4. Convolutional Neural Networks

We have not discussed in what way computer vision systems can be used to link visual observations with semantic labels. Given an image tell me what i am looking at: a cat, a house, the number 7, etc, etc.

In this chapter we take that ‘simple’ task in mind. Decide whether a particular object or concept is visible in the image. Examples are:

Recognizing digits (MNIST dataset): Below are a number of images from the MNIST data set. Small images of handwritten digits.

Fig. 4.6 Handwritten Digits from the MNIST data set. The “Hello World” application for using a CNN.
Recognizing objects (CIFAR10/CIFAR100 data sets): Below some examples from the CIFAR-10 image data set. For each of the images a semantic label is given for what is visible in the image. Task is to get the same label using a computer vision system.

Fig. 4.7 CIFAR-10 data set. For 10 different labels (corresponding with 10 different object categories) a lot of small images are available. Nowadays considered an ‘easy’ task, an ideal way to start any new idea for image classification.
Recognizing objects: ImageNet dataset: ImageNet is a collection of images depicting objected out of 1000 categories (with labels). This set was used in many image classification challenges in the past.

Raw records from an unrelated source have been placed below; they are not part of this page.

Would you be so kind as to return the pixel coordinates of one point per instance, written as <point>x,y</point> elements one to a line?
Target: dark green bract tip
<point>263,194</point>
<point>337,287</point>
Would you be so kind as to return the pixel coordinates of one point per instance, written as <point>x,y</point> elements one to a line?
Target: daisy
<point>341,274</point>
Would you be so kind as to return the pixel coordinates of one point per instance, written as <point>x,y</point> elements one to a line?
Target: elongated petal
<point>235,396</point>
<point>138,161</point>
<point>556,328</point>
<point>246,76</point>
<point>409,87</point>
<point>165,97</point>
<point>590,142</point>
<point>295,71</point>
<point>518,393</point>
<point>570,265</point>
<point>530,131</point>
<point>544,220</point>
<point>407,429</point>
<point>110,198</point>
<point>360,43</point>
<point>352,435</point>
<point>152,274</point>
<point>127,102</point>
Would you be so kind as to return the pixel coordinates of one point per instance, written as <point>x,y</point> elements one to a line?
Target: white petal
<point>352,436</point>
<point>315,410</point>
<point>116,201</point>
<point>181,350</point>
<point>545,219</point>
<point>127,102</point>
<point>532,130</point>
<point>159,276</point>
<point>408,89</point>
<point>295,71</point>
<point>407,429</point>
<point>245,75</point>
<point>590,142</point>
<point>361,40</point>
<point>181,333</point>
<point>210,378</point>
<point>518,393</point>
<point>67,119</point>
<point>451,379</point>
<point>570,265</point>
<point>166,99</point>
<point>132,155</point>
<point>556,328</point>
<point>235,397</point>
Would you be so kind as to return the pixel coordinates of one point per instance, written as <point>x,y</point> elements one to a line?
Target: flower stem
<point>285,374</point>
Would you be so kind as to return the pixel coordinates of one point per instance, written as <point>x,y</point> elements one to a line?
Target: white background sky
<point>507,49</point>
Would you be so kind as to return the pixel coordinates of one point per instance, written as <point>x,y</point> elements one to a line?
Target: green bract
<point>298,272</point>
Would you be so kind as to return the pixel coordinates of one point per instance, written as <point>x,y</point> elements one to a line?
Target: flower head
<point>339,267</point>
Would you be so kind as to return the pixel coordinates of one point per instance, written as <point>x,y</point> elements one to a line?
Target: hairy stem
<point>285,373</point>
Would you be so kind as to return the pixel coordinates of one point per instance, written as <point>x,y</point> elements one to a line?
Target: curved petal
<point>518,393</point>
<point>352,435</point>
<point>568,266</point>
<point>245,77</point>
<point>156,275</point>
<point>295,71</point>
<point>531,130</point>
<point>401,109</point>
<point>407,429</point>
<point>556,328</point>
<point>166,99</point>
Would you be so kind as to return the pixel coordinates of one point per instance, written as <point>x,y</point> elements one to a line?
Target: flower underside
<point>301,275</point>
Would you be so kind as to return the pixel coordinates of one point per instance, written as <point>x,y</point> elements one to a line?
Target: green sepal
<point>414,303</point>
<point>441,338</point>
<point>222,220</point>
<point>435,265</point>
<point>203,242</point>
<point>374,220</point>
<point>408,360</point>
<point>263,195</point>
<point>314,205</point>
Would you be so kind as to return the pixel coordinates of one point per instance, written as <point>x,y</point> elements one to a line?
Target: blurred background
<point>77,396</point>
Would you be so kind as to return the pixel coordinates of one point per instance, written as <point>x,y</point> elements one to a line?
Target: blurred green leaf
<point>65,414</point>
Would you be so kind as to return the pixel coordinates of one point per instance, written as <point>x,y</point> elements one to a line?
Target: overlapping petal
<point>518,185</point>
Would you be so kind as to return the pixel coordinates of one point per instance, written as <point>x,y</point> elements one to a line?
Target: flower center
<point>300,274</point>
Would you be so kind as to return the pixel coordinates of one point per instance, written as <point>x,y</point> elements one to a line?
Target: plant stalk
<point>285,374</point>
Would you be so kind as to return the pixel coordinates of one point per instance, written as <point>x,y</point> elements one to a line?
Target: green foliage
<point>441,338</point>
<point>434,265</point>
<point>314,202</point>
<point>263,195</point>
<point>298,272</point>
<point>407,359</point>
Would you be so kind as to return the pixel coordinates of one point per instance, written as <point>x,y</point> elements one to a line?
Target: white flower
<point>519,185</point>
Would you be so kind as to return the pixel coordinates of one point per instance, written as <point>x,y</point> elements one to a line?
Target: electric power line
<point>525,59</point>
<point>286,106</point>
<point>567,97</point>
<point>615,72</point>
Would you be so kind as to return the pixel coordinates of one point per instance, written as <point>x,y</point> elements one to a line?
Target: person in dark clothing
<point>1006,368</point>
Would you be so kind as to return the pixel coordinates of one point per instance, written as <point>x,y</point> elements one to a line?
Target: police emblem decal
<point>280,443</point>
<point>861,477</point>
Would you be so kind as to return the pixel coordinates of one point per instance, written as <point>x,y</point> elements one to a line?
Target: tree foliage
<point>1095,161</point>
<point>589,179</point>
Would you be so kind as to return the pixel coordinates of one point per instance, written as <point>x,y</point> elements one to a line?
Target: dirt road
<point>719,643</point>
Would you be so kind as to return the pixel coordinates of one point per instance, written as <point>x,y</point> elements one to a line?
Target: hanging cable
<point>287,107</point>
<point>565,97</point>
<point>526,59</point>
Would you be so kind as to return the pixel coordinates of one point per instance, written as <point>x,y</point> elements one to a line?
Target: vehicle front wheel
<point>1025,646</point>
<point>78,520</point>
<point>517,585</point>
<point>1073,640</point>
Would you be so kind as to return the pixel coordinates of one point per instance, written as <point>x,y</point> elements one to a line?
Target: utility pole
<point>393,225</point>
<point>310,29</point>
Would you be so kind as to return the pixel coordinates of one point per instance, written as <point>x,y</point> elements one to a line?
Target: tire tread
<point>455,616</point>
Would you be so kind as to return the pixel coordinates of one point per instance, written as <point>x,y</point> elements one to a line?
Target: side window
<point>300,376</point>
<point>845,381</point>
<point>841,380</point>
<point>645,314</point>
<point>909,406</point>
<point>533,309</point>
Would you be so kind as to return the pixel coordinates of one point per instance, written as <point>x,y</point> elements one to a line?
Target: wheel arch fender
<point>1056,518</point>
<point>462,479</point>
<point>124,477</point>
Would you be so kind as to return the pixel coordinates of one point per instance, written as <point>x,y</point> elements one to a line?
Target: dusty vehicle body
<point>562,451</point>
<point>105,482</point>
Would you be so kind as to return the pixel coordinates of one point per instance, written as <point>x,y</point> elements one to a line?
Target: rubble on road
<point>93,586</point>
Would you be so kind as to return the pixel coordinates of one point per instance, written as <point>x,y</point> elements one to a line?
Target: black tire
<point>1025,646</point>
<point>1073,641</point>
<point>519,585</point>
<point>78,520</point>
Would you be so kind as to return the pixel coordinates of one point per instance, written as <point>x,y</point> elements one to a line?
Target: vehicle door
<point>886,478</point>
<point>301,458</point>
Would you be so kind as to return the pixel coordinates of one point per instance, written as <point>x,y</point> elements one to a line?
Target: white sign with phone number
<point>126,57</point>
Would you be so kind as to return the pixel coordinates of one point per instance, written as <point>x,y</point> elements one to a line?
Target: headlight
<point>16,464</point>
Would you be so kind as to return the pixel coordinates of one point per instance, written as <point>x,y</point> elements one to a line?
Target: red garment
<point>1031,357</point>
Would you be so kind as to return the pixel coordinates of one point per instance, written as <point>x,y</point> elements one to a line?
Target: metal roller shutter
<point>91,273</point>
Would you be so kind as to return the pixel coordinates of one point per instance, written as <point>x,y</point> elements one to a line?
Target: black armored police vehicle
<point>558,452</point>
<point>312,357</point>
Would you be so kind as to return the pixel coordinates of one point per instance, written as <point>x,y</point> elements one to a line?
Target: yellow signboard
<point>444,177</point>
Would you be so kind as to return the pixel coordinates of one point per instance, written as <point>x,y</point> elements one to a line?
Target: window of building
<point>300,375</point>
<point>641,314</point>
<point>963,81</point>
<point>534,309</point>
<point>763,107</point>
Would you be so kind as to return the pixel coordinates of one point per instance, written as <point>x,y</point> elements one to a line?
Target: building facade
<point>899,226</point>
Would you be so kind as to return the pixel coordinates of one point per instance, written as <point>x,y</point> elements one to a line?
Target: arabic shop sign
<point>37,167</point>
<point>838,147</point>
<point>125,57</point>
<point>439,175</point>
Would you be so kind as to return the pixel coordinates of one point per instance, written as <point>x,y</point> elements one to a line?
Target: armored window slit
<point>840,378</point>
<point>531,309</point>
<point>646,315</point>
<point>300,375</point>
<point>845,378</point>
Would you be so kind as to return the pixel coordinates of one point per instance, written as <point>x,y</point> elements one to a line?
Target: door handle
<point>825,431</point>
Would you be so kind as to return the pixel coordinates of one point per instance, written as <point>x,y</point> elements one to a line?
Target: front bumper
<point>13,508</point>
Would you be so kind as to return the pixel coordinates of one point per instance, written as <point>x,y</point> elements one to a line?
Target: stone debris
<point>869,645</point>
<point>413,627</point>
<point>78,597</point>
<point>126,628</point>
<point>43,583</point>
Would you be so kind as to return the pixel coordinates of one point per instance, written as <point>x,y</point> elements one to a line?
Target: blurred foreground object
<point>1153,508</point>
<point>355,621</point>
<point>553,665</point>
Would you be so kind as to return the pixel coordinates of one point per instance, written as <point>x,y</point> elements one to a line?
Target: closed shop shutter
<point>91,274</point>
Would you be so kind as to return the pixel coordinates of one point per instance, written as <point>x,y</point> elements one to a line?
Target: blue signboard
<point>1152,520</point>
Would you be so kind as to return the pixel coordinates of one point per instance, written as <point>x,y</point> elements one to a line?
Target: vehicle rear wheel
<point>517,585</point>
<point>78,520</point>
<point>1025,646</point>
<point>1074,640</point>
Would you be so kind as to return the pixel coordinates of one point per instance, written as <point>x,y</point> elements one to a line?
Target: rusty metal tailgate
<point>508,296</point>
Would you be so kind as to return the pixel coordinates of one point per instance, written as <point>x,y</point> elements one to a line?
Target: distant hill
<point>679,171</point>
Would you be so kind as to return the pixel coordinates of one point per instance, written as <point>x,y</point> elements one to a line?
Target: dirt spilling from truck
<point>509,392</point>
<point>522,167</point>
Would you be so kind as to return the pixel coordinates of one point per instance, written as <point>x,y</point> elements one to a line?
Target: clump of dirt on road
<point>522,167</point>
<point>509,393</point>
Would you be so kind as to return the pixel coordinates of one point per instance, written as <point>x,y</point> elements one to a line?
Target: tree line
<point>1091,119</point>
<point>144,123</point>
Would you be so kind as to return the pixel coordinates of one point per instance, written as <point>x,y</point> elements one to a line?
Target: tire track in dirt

Fig. 4.8 ImageNet data set. Eight images from the ImageNet data set are shown. For each image the true label is given right below the image. The 5 most probable labels (unknown which classifier was used) are given below.

Many more datasets for all kind of challenges are available on the web nowadays. Tasks for CNN’s nowadays are among others:

../../../_images/object_detection_localization_segmentation.png

Fig. 4.9 Object Classification / Detection / Segmentation. In these notes we only discuss the classification task. All other tasks are usually tackled by running the classification network on subimages (that are selected in a clever and efficient way to prevent brute force searching at all locations and at all scales). The segmentation task requires a network that does not simply end in a label (and bounding boxes) but that results in a pixel mask indicating all pixels belonging to an object.

recognize AND detect (with a bounding box) an object
recognize and detect multiple objects in images
recognize and segment objects (not only a bounding box but a labeling on pixel level)

Furthermore CNN’s, often in combination with networks specialized for (time) sequences, are used to analyse video’s and detect and analyze motion.

Fig. 4.10 Image Colorization. Starting from a black and white image the CNN can fill in the colors. This is a rare example of a task where ‘labelled’ images (i.e. images with the groundtruth for the required outcome) are easy to obtain.

And there are a lot of applications that were never thought of before: a NN to transfer the Monet painting style onto a photograph. Or the other way round: how to make a photograph out of a painting. Automatic colorization of old black and white pictures and movies. Transfering the movements and expressions from one face to another face leading to the so called /deep fakes/.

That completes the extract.